Currency Market Analysis
Oct 13, 2015 | Currency Market Analysis
Fresh evidence of deteriorating global growth weighed broadly on markets and kept America’s dollar on an overall subdued footing. Chinese imports plunged more than 20 percent, British inflation fell below zero, matching lows hit in April that were the lowest since the 1960s. German investor morale darkened for the seventh time in as many months, hitting one-year lows. The recently higher flying Aussie, kiwi and loonie tumbled from multi-week highs on China’s fresh signs of trouble. A big U.K. brewery deal fanned a happy hour rally for sterling which was abruptly halted after British inflation unexpectedly turned negative. Though on a mixed to weaker footing, the U.S. currency found a negative catalyst in the new signs of global economic duress which risks a further postponement in the Federal Reserve raising borrowing rates.
The latest trade news from China was mixed but markets focused on the bad: A massive 20.4 percent plunge in imports in September. China’s $60.3 billion trade surprise widened a notch while the 3.7 percent fall in exports marked an improvement from August. On balance, the data pointed to consumers in China turning more frugal which bodes poorly for growth in the world’s No. 2 economy. The Aussie, kiwi and loonie fell in response to China’s grim import data which offered concrete signs of weaker Chinese demand for their resource exports.
Sterling’s happy hour rally spurred by Anheuser-Busch InBev’s deal to buy SABMiller for £69 billion ended soon after it started, eclipsed by alarming news on U.K. inflation. Sterling tumbled nearly two cents from three-week highs after inflation unexpectedly fell 0.1 percent in September which matched all-time lows dating to the 1960s hit in April. The lack of inflation and risk of economy-strangling deflation was the latest sign of weakness in Europe’s No. 3 economy, dealing a blow to U.K. rate hike expectations, and weighing on the pound.

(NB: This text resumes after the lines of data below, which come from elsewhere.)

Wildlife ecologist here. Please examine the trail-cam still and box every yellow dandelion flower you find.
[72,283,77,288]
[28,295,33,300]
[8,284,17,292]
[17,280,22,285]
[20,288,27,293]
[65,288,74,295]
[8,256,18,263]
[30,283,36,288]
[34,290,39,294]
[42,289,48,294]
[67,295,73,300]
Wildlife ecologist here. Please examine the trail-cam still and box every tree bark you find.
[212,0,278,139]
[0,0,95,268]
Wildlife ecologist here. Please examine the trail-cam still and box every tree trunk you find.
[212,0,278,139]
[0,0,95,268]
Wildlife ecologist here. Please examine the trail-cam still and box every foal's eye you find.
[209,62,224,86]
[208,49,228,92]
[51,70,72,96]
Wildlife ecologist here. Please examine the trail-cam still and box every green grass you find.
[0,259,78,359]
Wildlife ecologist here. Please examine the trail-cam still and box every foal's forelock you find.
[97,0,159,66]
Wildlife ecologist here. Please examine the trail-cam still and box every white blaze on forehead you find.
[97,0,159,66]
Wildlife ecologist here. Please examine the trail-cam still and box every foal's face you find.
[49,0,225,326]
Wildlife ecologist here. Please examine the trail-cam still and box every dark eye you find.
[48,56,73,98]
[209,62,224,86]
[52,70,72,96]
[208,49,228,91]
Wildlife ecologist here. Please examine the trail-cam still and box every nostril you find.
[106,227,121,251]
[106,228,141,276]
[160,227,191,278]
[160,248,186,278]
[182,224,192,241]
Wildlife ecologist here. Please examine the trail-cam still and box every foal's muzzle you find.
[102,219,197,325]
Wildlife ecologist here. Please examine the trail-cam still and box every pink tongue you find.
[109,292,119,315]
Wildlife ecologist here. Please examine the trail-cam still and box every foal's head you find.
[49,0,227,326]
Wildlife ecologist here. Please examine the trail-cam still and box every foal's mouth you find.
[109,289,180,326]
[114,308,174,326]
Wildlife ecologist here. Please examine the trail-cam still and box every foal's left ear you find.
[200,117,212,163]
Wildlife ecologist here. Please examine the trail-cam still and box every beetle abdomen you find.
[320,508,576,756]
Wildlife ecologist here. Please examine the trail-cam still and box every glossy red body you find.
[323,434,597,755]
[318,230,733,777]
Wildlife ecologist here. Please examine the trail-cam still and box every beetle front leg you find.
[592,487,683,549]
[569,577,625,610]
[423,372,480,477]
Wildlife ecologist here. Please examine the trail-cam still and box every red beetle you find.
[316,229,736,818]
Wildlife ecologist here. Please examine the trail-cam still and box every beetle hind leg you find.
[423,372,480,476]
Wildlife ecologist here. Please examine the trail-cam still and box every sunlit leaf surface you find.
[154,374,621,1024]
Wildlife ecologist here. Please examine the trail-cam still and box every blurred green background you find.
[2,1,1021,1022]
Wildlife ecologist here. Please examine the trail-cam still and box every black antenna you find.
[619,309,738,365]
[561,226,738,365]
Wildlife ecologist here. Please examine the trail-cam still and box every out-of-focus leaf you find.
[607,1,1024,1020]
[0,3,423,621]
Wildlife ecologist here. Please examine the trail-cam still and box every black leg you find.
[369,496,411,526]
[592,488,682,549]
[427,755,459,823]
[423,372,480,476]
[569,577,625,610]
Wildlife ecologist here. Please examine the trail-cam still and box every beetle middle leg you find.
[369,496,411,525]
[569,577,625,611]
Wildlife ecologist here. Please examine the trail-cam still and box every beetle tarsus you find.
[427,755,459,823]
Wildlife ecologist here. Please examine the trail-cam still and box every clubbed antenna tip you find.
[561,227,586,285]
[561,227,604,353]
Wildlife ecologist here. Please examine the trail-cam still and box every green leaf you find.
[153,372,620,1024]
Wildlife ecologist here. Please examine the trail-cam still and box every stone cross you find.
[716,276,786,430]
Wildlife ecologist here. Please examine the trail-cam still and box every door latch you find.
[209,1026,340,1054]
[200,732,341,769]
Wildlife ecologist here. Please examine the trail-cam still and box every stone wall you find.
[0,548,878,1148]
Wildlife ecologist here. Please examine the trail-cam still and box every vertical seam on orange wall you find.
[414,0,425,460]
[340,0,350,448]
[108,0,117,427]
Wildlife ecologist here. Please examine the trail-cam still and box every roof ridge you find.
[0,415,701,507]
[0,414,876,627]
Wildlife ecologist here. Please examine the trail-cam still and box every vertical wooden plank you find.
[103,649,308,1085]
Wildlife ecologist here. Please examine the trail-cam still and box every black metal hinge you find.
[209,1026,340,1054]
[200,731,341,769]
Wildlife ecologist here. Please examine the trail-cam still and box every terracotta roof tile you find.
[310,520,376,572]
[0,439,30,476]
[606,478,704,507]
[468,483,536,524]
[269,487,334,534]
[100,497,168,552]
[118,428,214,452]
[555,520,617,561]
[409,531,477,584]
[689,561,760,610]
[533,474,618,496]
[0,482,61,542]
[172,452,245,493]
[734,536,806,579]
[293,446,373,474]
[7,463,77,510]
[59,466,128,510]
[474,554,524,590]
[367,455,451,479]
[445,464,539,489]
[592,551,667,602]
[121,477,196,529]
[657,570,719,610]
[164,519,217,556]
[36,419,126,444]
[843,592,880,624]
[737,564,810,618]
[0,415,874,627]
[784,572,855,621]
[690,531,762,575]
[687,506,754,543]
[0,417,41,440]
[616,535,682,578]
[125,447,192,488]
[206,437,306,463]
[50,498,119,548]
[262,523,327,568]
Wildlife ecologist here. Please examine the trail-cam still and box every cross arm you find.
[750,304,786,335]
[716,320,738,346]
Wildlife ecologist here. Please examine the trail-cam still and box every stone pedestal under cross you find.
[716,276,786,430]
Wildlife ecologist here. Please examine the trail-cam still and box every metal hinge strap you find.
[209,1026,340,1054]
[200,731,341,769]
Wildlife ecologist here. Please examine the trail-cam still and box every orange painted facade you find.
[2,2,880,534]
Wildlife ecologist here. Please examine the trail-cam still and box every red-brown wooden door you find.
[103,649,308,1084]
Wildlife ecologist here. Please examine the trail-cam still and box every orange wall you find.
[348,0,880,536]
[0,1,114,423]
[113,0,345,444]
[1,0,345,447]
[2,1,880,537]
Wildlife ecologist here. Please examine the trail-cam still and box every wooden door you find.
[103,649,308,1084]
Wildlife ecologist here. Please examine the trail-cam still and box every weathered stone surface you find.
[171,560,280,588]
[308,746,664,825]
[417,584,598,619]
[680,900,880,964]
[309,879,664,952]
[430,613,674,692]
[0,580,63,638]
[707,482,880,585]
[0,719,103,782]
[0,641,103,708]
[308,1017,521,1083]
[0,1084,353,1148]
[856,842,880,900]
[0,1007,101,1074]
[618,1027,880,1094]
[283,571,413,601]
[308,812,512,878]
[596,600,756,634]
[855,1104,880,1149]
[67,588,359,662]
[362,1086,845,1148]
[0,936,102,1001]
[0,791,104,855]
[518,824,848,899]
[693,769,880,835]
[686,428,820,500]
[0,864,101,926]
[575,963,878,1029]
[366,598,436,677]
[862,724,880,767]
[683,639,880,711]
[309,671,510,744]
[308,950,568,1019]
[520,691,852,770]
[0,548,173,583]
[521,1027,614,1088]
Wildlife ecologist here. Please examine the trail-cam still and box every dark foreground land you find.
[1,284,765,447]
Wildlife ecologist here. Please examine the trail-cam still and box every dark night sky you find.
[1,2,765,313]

The euro notched new three-week highs against the dollar as worries about global growth shifted the so-called carry trade into reverse. The euro struggled to build on its gain though after Germany’s influential ZEW survey of investor confidence darkened for the seventh month running in October, fall to 1.9 from 12.1 in September, hit by the crises embroiling emerging economies and Volkswagen.
New signs of global weakness weighed on the loonie which descended from ten-week highs against its U.S. counterpart. Caution also lurked ahead of Canada’s national election on Oct. 19 and the next meeting of the Bank of Canada two days later. Next week also brings key news on the Canadian consumer with retail spending on Thursday and inflation on Oct. 23.
The dollar was mixed, enjoying selective strength against peers with the closest ties to China like the Aussie, kiwi and loonie. The dollar maintained a subdued overall tone as global uncertainty loomed as a roadblock to a Fed rate hike.